A princípio, a despeito de tudo que o invadia de uma maneira que ele sequer achava ser possível suportar, ele permaneceu parado e em silêncio. Não conseguia se mover, não conseguia formular nenhuma palavra, nenhum grito, e sinceramente, já não possuía forças para tentar. A cena que se mantinha estática ao seu redor aprisionava sua voz e paralisava seus membros, não mostrando qualquer indício de que pretendia libertá-los. Tudo o que podia fazer então era encarar vez mais vez o pesadelo que o envolvia, sempre com os ecos das palavras de Cross e de suas próprias lhe fazendo companhia.
O máximo movimento que seu cérebro permitia, na verdade, era o de virar o pescoço de vez em quando, apenas o suficiente para se deparar com mais e mais corpos.
“Eu não vou deixar isso acontecer!”
O primeiro amigo seu do qual se deu conta, ao simplesmente despertar em meio àquilo tudo, foi Lavi. Não só por ele estar bem na sua frente, mas porque o aprendiz de Bookman, quando focalizado em sua visão, não passava de um borrão. O vermelho dos cabelos. O vermelho que escapava de seu corpo. O vermelho que havia se alastrado ao seu redor. Tudo se misturava. O olho único estava semiaberto, deixando escapar uma sombra fosca e muito pobre do verde que um dia já brilhou intensamente, o que apenas piorava ainda mais a visão.
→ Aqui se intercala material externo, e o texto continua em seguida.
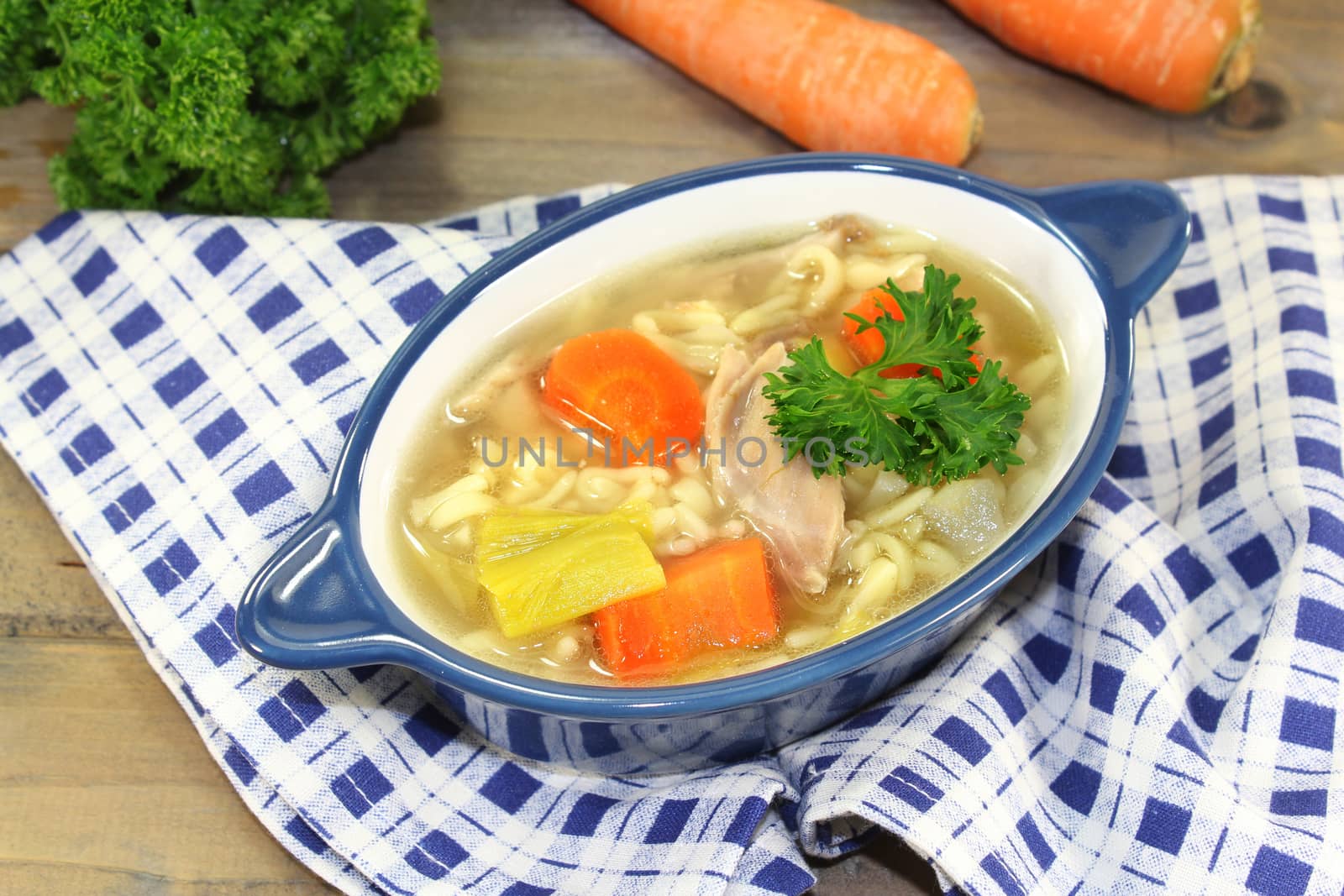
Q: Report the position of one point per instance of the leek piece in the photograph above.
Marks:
(546, 567)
E então longas e escuras mechas logo ao lado chamando sua atenção, fazendo-o desviar o olhar do ruivo. A espada, quebrada em duas partes do que outrora fora uma poderosa Inocence, repousava próxima ao seu dono que, se fosse levada em conta apenas sua posição meio de lado e a expressão quase serena, poderia se pensar que estava apenas dormindo.
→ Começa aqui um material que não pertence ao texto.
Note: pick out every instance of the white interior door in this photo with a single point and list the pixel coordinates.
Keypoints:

Em momentos de imensa tensão e quem sabe como uma forma de proteção contra o choque psicológico, parte do cérebro começa a despejar pensamentos aleatórios tirados do subconsciente, talvez com o único objetivo de tentar manter a sanidade do sujeito. A questão, é que um destes pensamentos cruzou a mente de Allen naquele instante.
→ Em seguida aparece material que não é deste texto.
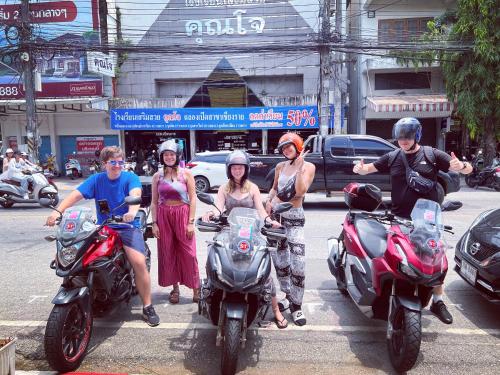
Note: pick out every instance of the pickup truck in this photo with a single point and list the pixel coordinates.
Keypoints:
(334, 157)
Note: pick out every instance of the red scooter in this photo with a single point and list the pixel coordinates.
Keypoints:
(96, 275)
(389, 265)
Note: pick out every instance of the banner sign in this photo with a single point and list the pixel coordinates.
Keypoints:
(253, 118)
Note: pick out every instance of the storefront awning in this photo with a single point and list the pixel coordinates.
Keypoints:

Nunca confirmou, mas tinha uma clara suspeita quanto aqueles dois. E a forma como o moreno estava com um dos braços esticados — o que usava para manejar sua arma — próximo ao ruivo... O fez criar uma breve suposição de que antes de finalmente não poder mais, Kanda havia tentado a todo custo proteger ou manter vivo o outro. Mesmo que Allen achasse um pouco difícil imaginar o espadachim agindo explicitamente de tal maneira, acreditava que a hipótese era possível, e também provável.
Mas eles não eram os únicos lá... Não, claro que não eram.
Marie estava sem seus fones de ouvido. Krory quase não era visível, coberto como estava por sua capa no chão escuro. Miranda permanecia toda encolhida, abraçando a própria Inocence. Ah, não era difícil imaginar a exorcista tentando até o último instante manter todos ali vivos com sua habilidade, até quando já era tarde demais para alguns...
Bookman e Chaoji não estavam visíveis, mas havia muitos que sua visão não conseguia alcançar, então nem mesmo a fraca esperança de que eles não estivessem no meio de tudo era permitida. Agora... Após passar os olhos dolorosamente pelos membros da divisão de ciências, os últimos a enquadrar sua visão foram...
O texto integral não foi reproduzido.